Hello, dear friend, you can consult us at any time if you have any questions, add WeChat: daixieit

COMP390

2022/23

Complex data analysis of consumption behavior of urban catering users

project description

With the continuous development of the Internet and information technology, the Internet catering model represented by online group purchases and takeaways has risen rapidly and generated a large amount of multi-dimensional and heterogeneous data. This type of data reflects the catering consumption behavior in different cities from various aspects. feature. The main purpose of this project is to conduct visual analysis of online group purchase data, and use machine learning algorithms, keyword extraction, topic analysis, community division and other technologies to mine group purchase and takeaway website catering data; from two aspects: group-oriented and individual-oriented Analyzing urban catering consumption behavior, designing and implementing a visual analysis system for urban catering consumption behavior, using visualization technology to solve the analysis difficulties caused by traditional data analysis technology due to the large volume and heterogeneity of data; The goal of analyzing consumer behavior.

Purpose and Objectives

The main purpose of this project is to establish an analysis network. According to the diversity of food and beverage consumption data types on takeaway and group buying websites, the multi-view visual analysis method is used to analyze consumers' geographical choices, emotional tendencies and hot topics in urban food and beverage consumption behaviors. Aiming at the characteristics of large scale and complex dimensional information of catering consumption behavior data, an attempt is made to design a data filtering method based on the spatial and temporal dimensions, and to design and implement a visual analysis system for urban catering consumption behavior. And through the analysis of catering consumption data in a certain city on a group buying website, the system can effectively identify the characteristics of urban catering consumption behavior under user interaction analysis.

Primary Literature and Background Reading

At present, POI data has been widely used in urban computing and other fields. Yuan et al. [1] used point of interest data and population flow data to identify functional areas of cities, providing a strong basis for urban planning. Karamshuk et al. [2] provided suggestions for the location selection of urban businesses by analyzing a large number of user check-in data. Fu et al. [3] proposed a ranking method called ClusRanking, which uses point of interest data, road structure and population flow to rank house prices. References [4-6] combined point of interest data, road network data and social media check-in data to synergistically analyze the pollution index of noise in different regions at different time granularities. Existing research on group-buying website POI data mainly obtains sentiment information from user comment data and visualizes it. Due to differences in the cultural background of consumers, the ambiguity of human language vocabulary and structure, and the lack of clear boundaries between positive and negative opinions, it is difficult for computer systems to determine the meaning of exact words.
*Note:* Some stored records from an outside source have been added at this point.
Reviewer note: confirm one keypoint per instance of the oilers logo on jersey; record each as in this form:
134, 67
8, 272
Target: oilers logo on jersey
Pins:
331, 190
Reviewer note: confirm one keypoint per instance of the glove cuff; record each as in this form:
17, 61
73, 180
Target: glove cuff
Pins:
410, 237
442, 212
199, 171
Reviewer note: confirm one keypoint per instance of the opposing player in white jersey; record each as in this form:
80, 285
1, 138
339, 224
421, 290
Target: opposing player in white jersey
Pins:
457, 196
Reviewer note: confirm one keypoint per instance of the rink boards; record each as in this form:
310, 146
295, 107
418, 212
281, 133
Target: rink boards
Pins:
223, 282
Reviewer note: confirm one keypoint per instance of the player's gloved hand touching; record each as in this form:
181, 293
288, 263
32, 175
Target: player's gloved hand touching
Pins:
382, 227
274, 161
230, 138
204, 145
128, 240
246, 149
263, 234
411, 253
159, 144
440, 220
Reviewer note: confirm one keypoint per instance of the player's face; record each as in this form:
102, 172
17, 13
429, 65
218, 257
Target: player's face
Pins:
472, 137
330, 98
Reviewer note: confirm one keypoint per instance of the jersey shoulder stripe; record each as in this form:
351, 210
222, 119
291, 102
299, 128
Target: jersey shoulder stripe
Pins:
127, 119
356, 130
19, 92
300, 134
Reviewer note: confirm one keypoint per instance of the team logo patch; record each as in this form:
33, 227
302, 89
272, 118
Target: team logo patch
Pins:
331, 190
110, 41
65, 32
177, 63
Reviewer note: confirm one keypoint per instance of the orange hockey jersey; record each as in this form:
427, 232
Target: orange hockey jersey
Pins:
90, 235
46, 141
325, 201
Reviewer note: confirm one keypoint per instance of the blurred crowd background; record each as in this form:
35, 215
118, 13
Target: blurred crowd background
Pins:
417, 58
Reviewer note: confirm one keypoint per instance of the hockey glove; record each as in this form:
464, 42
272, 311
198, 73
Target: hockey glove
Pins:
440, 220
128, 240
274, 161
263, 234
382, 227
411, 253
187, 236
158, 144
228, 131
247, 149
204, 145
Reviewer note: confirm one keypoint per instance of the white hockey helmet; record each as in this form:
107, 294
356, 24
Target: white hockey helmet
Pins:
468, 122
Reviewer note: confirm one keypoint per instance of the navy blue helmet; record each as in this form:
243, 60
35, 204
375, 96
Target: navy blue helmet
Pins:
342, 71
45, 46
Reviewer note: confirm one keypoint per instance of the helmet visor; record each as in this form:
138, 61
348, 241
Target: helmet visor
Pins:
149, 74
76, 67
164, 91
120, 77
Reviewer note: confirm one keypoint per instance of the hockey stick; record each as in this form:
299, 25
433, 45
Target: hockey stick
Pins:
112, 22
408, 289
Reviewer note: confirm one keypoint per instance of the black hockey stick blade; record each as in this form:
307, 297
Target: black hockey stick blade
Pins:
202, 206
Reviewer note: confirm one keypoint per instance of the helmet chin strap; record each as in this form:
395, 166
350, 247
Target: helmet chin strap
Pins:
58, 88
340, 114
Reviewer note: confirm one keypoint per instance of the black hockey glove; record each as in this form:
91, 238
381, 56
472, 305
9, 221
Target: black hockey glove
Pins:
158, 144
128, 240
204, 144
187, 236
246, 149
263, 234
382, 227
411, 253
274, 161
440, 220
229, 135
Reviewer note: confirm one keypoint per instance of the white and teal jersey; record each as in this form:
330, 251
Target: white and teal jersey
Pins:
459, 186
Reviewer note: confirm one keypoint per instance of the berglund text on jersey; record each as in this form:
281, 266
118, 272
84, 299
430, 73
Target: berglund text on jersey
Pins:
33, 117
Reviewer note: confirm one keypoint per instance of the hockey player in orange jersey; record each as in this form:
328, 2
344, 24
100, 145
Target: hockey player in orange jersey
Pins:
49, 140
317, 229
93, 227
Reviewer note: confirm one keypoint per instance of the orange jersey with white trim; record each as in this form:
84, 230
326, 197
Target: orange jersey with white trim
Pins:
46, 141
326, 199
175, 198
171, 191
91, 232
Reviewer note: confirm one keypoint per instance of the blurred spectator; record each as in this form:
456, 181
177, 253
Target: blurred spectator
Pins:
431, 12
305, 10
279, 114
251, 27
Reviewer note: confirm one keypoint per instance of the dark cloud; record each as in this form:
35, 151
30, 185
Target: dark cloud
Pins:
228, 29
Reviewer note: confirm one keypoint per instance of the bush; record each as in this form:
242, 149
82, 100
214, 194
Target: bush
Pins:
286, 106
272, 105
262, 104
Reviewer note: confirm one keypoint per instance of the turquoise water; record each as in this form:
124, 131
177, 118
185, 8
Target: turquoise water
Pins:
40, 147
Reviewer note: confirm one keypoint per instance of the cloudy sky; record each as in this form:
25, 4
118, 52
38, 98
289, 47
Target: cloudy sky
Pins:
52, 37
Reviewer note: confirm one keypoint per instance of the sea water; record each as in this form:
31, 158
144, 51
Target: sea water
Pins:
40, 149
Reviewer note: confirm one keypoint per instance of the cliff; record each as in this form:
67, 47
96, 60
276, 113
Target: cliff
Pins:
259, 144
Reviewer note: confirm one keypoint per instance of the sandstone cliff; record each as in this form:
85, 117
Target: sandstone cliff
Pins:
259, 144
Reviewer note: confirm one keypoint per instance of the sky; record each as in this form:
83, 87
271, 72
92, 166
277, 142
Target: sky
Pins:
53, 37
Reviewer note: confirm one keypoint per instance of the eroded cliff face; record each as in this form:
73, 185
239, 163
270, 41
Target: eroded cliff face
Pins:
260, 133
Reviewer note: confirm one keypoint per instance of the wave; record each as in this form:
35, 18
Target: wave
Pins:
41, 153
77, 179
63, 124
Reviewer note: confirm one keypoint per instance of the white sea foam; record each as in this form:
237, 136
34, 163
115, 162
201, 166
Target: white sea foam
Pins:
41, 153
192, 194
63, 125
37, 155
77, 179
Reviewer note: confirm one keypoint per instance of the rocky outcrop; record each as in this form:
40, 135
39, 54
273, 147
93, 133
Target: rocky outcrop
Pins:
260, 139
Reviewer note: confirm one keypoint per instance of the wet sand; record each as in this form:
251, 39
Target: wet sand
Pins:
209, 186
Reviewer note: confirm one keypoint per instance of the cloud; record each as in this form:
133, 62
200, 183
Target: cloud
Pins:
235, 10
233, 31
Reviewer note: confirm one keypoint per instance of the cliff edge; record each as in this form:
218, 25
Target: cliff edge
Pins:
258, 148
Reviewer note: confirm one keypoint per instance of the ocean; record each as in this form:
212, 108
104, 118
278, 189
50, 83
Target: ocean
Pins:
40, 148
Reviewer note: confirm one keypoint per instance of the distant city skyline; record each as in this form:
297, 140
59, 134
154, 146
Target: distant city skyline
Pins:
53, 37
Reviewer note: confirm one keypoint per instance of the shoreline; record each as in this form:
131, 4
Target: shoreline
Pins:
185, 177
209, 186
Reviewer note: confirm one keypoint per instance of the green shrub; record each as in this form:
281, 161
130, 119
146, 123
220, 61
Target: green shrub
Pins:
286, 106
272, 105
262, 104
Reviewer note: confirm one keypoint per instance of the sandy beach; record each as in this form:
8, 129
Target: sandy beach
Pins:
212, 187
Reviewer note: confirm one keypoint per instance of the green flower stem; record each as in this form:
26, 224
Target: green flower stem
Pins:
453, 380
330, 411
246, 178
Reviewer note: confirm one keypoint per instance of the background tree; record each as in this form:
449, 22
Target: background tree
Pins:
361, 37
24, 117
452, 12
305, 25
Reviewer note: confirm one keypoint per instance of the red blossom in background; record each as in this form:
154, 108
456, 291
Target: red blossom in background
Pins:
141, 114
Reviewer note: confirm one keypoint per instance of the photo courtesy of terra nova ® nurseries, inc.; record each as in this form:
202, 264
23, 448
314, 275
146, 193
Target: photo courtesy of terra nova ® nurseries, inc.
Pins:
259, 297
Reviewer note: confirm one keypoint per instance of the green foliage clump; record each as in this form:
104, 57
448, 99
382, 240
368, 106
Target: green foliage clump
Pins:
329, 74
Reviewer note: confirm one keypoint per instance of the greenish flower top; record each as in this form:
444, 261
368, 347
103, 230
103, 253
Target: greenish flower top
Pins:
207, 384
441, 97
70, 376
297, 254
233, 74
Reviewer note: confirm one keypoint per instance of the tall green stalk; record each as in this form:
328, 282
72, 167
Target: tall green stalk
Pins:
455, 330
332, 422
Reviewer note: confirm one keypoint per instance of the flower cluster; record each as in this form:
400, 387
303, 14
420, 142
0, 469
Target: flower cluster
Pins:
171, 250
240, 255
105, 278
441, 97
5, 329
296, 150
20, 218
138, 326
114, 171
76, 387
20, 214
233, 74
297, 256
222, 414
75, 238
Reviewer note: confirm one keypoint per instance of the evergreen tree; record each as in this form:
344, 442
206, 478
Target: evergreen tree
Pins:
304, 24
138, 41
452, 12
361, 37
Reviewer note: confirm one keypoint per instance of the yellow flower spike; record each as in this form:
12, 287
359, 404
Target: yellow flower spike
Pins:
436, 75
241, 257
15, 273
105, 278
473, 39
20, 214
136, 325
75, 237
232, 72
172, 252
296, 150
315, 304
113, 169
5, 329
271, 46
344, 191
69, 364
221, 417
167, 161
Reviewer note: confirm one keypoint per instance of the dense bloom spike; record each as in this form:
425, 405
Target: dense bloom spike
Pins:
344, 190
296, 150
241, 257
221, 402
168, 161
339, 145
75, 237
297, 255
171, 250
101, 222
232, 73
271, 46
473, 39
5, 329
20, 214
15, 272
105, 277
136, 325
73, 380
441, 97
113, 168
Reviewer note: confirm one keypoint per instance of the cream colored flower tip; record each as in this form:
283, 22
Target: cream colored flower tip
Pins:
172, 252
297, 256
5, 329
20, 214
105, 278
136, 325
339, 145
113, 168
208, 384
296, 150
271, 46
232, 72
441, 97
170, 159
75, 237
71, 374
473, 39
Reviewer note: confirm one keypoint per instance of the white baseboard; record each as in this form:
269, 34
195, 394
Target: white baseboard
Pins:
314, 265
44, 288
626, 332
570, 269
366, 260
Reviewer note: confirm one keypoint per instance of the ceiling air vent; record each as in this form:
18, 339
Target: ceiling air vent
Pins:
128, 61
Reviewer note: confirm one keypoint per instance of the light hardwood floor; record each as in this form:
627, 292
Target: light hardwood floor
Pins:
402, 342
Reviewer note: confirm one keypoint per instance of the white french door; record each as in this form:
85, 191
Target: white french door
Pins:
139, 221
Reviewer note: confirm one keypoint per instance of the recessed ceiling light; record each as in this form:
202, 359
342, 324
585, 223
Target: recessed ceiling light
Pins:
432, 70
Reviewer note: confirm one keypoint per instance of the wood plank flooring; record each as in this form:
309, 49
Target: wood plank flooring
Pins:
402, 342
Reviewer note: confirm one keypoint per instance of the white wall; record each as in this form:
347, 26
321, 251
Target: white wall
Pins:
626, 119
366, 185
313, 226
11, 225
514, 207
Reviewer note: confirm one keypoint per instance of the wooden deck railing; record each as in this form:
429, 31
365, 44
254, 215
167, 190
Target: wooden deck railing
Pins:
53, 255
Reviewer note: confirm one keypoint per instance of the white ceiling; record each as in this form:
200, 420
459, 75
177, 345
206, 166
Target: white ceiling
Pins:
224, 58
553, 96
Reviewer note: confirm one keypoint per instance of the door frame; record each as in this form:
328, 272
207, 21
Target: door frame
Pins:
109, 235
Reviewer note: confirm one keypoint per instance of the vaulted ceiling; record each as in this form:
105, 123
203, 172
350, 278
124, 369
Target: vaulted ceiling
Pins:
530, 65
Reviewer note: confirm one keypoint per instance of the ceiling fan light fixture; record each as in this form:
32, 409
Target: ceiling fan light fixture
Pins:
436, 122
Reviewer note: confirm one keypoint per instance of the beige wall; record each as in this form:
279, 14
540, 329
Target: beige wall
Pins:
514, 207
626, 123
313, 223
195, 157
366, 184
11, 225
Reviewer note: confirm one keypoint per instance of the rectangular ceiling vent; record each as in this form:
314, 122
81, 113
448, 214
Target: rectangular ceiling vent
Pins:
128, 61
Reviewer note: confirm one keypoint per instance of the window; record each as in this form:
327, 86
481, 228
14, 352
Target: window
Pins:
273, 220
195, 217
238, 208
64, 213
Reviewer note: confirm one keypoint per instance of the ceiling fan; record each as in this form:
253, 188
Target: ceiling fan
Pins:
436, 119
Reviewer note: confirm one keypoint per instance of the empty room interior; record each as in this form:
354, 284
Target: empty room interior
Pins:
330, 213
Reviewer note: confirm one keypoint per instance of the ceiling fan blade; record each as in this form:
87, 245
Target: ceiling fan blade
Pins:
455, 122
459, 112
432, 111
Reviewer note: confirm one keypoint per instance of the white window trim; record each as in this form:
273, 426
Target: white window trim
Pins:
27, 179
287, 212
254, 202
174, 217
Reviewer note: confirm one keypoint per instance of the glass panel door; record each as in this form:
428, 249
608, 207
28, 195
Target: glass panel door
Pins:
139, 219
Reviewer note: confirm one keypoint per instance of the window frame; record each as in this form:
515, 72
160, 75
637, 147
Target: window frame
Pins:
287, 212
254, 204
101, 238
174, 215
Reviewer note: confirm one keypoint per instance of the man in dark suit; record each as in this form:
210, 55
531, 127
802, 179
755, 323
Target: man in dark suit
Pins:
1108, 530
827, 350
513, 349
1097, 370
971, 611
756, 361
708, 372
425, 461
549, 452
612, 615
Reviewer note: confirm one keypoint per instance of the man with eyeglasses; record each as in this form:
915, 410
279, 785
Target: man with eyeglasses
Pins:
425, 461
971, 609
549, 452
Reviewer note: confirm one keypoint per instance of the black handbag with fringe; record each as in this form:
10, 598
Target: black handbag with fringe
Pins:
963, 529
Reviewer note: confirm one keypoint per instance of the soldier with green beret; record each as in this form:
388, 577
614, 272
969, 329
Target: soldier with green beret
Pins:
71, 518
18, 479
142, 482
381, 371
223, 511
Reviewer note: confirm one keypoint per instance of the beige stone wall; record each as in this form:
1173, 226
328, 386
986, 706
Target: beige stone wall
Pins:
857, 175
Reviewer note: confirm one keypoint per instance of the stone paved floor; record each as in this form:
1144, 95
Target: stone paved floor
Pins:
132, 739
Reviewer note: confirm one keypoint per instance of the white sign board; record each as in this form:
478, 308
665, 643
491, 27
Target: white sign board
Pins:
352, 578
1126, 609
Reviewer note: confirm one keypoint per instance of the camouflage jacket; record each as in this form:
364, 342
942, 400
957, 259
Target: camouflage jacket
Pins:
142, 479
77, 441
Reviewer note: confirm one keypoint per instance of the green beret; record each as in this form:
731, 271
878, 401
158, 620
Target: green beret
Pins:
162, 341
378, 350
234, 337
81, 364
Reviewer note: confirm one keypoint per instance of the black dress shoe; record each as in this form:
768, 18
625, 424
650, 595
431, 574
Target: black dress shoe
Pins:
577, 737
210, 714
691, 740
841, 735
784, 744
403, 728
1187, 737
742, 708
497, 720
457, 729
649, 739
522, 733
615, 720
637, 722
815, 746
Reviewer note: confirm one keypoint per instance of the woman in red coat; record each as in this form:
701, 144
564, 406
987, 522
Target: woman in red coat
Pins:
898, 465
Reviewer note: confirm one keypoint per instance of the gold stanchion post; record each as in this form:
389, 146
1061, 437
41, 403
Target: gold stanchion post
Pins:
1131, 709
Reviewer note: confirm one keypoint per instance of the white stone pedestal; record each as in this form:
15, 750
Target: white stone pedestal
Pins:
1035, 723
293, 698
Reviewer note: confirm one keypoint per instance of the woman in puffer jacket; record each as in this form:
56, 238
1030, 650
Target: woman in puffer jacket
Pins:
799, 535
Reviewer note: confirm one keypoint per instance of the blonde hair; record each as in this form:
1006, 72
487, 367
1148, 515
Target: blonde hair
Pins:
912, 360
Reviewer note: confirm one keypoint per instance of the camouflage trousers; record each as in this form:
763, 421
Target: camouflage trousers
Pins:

Wu et al. [7] proposed a method to solve the above problems. Uncertainty model of emotion and design a visualization tool based on scatterplot and radial to analyze user's emotion. The research of Alper et al. [8] provides a more fine-grained graphical summary than the literature [7], which can gradually reveal the details of the text from various reviews, aiming to allow users to make decisions as quickly and efficiently as possible. Get useful information by converting large amounts of review text into visual interactions, avoiding the need for users to browse through all the reviews. In order to reduce the workload of users to view comments, Chen et al. [9] used the LDA model and sentiment analysis to judge the sentiment polarity of the evaluation information on the comment data at the sentence level.

Nodes represent different emotional words, use colors to represent different emotional polarities, and allow users to filter emotional words according to different topics. This visualization method is simple and easy to implement, but the disadvantage is that when the number of emotional words is too large, nodes will appear overlapping situation. Hennig et al. [10] proposed a cluster heat map to analyze the change process of sentiment in the time interval.

At the same time, in order to quickly identify the patterns between related topics, a ranking algorithm based on dimensionality reduction was used on the cluster heat map. The axis shows many related topics, the x-axis represents different time intervals, and different colors are used for each group of topic combinations and time intervals to indicate their emotions, but the system currently does not allow users to define their own time intervals. Wang et al. [11] designed a visualization method named SentiCompass for sentiment analysis of Twitter time-varying data based on the influence of space-time tunneling on ring patterns. This method solves the problem that Hennig et al. [10] does not allow users to set the time The problem of spacing is more effective in visualizing emotional changes from a spatial perspective. Wang et al. [12] used tag cloud to display popular topics on Weibo, and combined geographic information and sentiment to draw the geographic distribution of sentiment for a topic.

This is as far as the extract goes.